Archimandrite Iakovos Kanakis
Study of the Old Testament requires discernment and a firm grounding in the knowledge of the holy books. You might, for example, be surprised by many of the expressions you read in Leviticus, precisely because it requires genuine learning, an evidence-based and subtle approach to interpretation. So why are expressions used which present God as being vengeful? Or why are phrases employed which imply violence?
The discipline of history teaches us that, if we’re to understand an event in the past, we have to transport ourselves back to the time when it occurred or was recorded so that we can examine the situation and circumstances, as well as the religious and cultural features of the region. Theology is another important discipline, which is different from others, however, insofar as it is concerned with something immaterial and entirely spiritual. As an example, we might mention the expression ‘if you do not keep my commandments I shall treat you accordingly. I shall send disasters upon you… you will be overcome by your enemies’ (Lev. 26, 15-39). Reading such expressions gives rise to the question as to whether this God can be the same as the merciful Jesus Christ of the New Testament.

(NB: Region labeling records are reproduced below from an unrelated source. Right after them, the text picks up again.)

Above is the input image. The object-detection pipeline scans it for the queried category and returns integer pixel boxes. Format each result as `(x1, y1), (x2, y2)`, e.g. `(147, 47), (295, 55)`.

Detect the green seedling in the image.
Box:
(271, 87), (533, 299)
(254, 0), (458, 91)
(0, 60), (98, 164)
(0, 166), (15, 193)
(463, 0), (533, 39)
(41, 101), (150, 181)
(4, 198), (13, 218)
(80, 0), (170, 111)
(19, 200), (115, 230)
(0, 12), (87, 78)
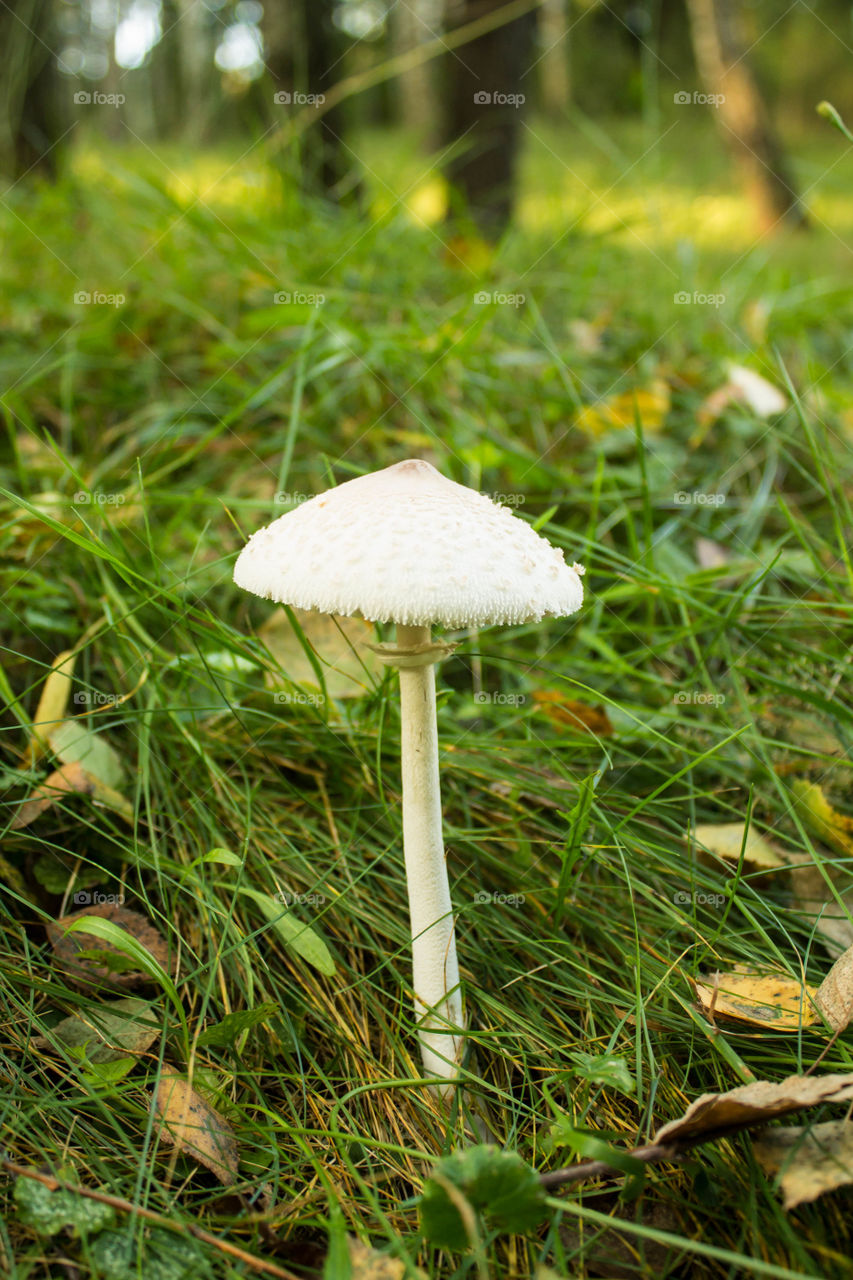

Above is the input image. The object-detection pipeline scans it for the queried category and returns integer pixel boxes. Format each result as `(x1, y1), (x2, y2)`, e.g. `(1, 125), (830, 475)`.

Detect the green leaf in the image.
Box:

The answer can be framed within a theological approach. In this particular passage from Leviticus, (a book containing a series of legal ordinances for priests and the faithful), we have to know the relationship which characterizes God and humanity. The premise for this relationship is an agreement or covenant between the two. If both ‘signatories’ to this agreement are to benefit from it, each must abide by it. If one of the two parties concerned doesn’t do so, they’ll suffer the consequences of breaching the provisions. This kind of agreement was in place at the time of Moses, who wrote the book of Leviticus. So these harsh expressions already existed as common, formalized terms of agreement at the time and should be seen only as such. It’s not that God is presented as being angry or as having a different aspect, but rather that the author of the text chose to use expressions that were well-known at the time, as is usually the case.
So care is needed when we make interpretational analyses of Biblical texts, especially those of the Old Testament, if we are to arrive at an accurate reading. We would recommend that readers interested in studying Scripture should start with the New Testament and then go on to the Old, before retuning to the New. It would also be useful, before starting any such investigation, to read some of the ‘Study Aids’ which can be found for both parts of the divine revelation, that is the Old and New Testaments. These aids provide important information and references regarding when and where these book were written and by whom, as well as an overview of the theological issues contained in each book. Interpretation of Biblical texts is a serious task which should be undertaken by experienced academics and spiritual people. The Fathers of the Church certainly belong to this category of specialists.